NEW REPORT: Who’s Afraid of School Choice?

There are three certainties in life: death, taxes, and scaremongering that school choice will destroy public education.

Whenever a state legislature is considering a bill to create a new educational choice policy, the proverbial Chicken Littles inevitably start squawking that the sky is falling.

For example, when Kentucky lawmakers proposed a K-12 education savings account (ESA) policy this year, Gov. Andrew Beshear cried that it was “the beginning of the end to public education,” while state senator Reginald Thomas declared that public education had its “neck inside a guillotine, getting ready to have his head cut off.” Meanwhile, the Arkansas legislature was considering a $3-million tax-credit scholarship bill, which state representative David Tollett called “the final nail in the coffin of public education.” In New Hampshire, state senator Lou D’Allesandro declared that the ESA proposal was “carving public education apart.”

Fortunately for everyone, the sky isn’t falling. Contrary to the predictions that school choice Chicken Littles have been making for decades, school choice does not harm public education, let alone “destroy” it.

How do we know?

Well, we can look at the states with decades of experience with choice policies and see that their public school systems are not only still around, but they tend to be doing significantly better since the advent of school choice. As detailed in a new report from EdChoice, Who’s Afraid of School Choice? Examining the Validity and Intensity of Predictions by School Choice Opponents, predictions about the harm to the district school system have not materialized in the five states with the oldest and most robust school choice programs.

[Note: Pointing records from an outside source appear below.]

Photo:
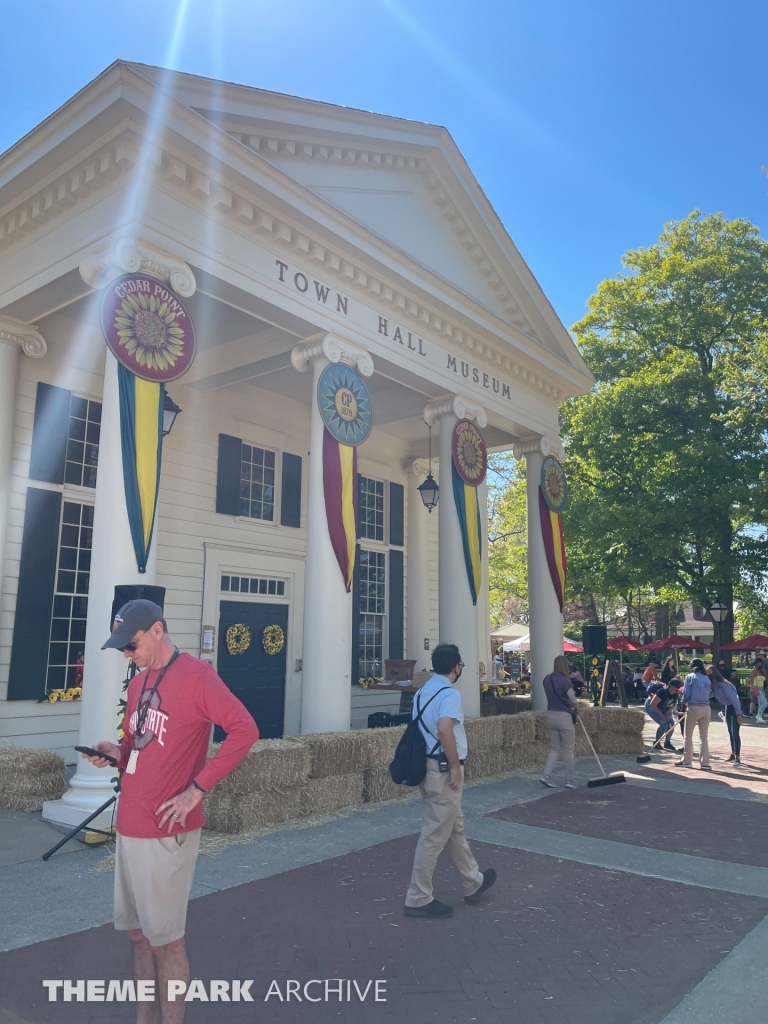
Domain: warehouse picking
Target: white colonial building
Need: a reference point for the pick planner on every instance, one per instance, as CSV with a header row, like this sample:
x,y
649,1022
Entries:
x,y
297,233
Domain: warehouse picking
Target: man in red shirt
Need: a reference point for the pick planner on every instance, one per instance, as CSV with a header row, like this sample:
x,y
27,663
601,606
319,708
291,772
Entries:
x,y
170,710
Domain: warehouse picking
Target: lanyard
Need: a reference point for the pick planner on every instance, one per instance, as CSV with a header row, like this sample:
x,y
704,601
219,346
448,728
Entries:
x,y
144,709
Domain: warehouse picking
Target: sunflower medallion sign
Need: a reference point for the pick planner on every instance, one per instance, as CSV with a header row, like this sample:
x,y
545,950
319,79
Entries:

Whether looking at raw standardized test scores, statistical comparisons of states’ test scores with the Educational Freedom Index, or research on the competitive effects of school choice, the overwhelming conclusion is that educational choice has a modest but statistically significant positive effect on the performance of district schools.

 

Take Florida, for example.

When lawmakers voted for a voucher program in 1999, then Florida Rep. Debbie Wasserman Schultz declared: “This is the day that will go down in the annals of Florida history as the day we abandoned the public schools and the day that we abandoned, more importantly, our children.” A school board member decried the “attempt to strip the public schools of the resources they have” while the head of an interest group warned, “This will kill public education.”

Since then, Florida’s choice sector has grown to the second largest per capita and the largest in the nation in absolute terms, with more than 180,000 students participating in the state’s voucher, tax-credit scholarship and ESA programs.

And how are the district schools doing? As with Mark Twain, reports of the death of Florida’s district school system were greatly exaggerated.

From 2003 to 2020, Florida’s gains on the National Assessment of Educational Progress (NAEP) have significantly outpaced the national average, increasing by 12.2 points and 6.7 points on 4th grade math and reading, and 7.2 points and 6.1 points on 8th grade math and reading. Likewise, a recent study of the competitive effects of school choice on district schools in Florida found “consistent evidence that as more students use scholarships to attend private schools, students in public schools most likely to experience heightened competition due to the program see positive effects” on math and reading scores.

Florida is not unique. Researchers at the University of Arkansas found a “strong and statistically significant association” between educational freedom (including the robustness of a state’s school choice policies) and “both academic scores and academic gains.” Indeed, 25 out of 28 empirical studies on the effects of voucher or tax-credit scholarship programs on the academic performance of students who remain at their traditional public schools find statistically significant positive effects. One finds no visible effect, and two find a small negative effect.

The predictions of educational choice opponents are not only consistently wrong, but they also lack any sense of proportionality.

Take, for example, Gov. Beshear’s assertion above that the ESA proposal represented “the beginning of the end to public education.” Was Kentucky considering a proposal like West Virginia’s Hope Scholarship bill, which created an ESA for every single K–12 student switching out of a district school or entering kindergarten?

Not even close.

The Kentucky tax-credit ESA provides funding for a maximum of about 0.6 percent of Kentucky students. Likewise, the tax-credit scholarship program that Rep. Tollett called “the final nail in the coffin of public education” was capped at $2 million and will serve fewer than 0.1 percent of Arkansas students.

As detailed in the Who’s Afraid of School Choice? report, the level of rhetorical intensity employed by opponents of school choice remains constant no matter the size and scope of the proposed policy. Even when considering the most modest proposals, school choice opponents make like Spinal Tap and turn it up to eleven.

In short: Opponents of educational choice recycle the same false prophesies of doom without regard to the evidence or the scope of the proposals. Policymakers have no reason to believe the fearmongering of the Chicken Littles, nor should they expect that reducing the size and scope of their proposals will reduce the intensity of opposition. Instead, they should stay the course, be bold and ensure that every child gets access to the quality education they deserve.